L’abolition du travail des enfants serait rentable

samedi 19 janvier 2008.
 

Un enfant sur six dans le monde travaille, au détriment de sa scolarisation et – pour la plupart d’entre eux – au péril de leur santé. Parmi les 246 millions d’enfants âgés de 5 à 17 ans concernés, 179 millions sont en effet exposés aux pires formes de travail, selon l’Organisation internationale du travail (OIT). « La grande majorité de ces enfants aident leurs parents aux champs. Leur journée de labeur excède souvent les 12 heures et leur tâche peut s’avérer dangereuse avec l’emploi de certains outils ou en manipulant des pesticides. Les autres enfants exposés au pires formes de travail sont employés sur des chantiers ou dans des mines. Ceux qui se prostituent ou dont on a vendu la force de travail pour rembourser une dette sont environ 10 millions à travers le monde », détaille Frank Hagemann, analyste politique pour le Programme international pour l’abolition du travail des enfants de l’OIT.

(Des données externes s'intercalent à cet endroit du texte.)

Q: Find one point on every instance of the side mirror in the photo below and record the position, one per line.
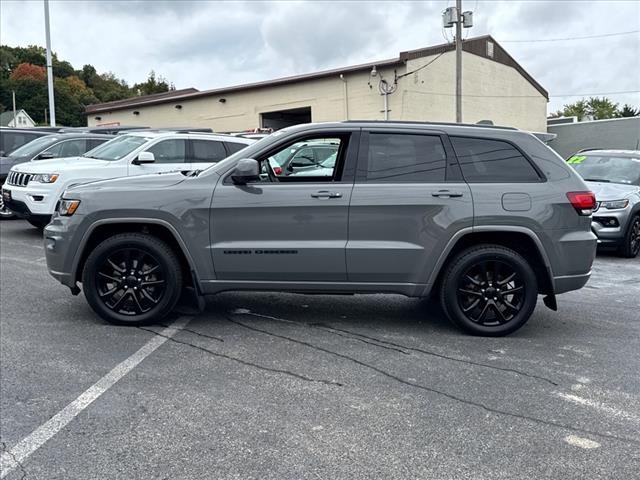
(247, 170)
(144, 157)
(45, 156)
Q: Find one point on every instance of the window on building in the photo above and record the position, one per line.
(484, 160)
(405, 158)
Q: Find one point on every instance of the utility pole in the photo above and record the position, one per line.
(455, 16)
(13, 92)
(458, 62)
(52, 101)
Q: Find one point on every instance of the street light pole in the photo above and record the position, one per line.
(52, 106)
(458, 61)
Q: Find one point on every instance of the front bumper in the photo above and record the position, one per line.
(35, 199)
(610, 226)
(59, 251)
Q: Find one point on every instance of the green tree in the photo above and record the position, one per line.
(153, 85)
(629, 111)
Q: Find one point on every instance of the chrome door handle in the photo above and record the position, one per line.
(446, 194)
(326, 194)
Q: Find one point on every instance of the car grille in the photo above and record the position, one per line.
(18, 179)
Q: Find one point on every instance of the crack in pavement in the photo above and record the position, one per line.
(439, 355)
(3, 447)
(330, 329)
(244, 362)
(439, 392)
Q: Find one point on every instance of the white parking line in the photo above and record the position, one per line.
(19, 453)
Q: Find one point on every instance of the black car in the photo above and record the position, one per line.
(45, 147)
(13, 138)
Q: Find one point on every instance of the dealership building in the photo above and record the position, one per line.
(418, 85)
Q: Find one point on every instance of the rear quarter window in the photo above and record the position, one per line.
(484, 160)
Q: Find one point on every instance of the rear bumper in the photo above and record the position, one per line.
(568, 283)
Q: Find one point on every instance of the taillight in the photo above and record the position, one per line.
(583, 202)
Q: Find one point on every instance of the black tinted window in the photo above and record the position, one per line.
(484, 160)
(405, 158)
(208, 151)
(169, 151)
(234, 147)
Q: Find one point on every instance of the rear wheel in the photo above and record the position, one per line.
(489, 290)
(631, 243)
(132, 279)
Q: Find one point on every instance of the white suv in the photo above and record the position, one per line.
(32, 190)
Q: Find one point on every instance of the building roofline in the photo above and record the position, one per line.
(475, 45)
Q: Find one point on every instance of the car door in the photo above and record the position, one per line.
(285, 229)
(170, 154)
(408, 200)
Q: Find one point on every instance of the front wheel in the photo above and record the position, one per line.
(132, 279)
(631, 244)
(489, 290)
(5, 213)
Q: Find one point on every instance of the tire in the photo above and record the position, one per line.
(473, 289)
(631, 244)
(5, 213)
(39, 222)
(132, 279)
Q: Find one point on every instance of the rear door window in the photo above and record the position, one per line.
(407, 158)
(484, 160)
(207, 151)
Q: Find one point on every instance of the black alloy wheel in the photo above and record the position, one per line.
(631, 245)
(489, 290)
(491, 293)
(132, 279)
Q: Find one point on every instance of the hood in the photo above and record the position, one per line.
(58, 165)
(611, 191)
(7, 162)
(136, 183)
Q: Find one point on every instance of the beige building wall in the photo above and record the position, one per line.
(492, 91)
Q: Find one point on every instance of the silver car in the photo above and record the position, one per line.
(614, 176)
(483, 218)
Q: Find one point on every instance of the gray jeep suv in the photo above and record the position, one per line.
(486, 218)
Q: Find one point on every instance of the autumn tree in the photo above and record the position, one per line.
(28, 71)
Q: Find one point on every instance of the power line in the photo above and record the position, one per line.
(615, 34)
(531, 96)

L’organisation onusienne estime que le travail des enfants pourrait être éliminé d’ici moins de vingt ans, soit une génération. Obligation morale, l’abolition serait également très rentable. Dans un rapport présenté le mardi 3 février, l’OIT a calculé que l’élimination du travail des enfants et leur envoi à l’école généreraient à terme sept fois plus de bénéfices que de coûts pour les pays en voie de développement.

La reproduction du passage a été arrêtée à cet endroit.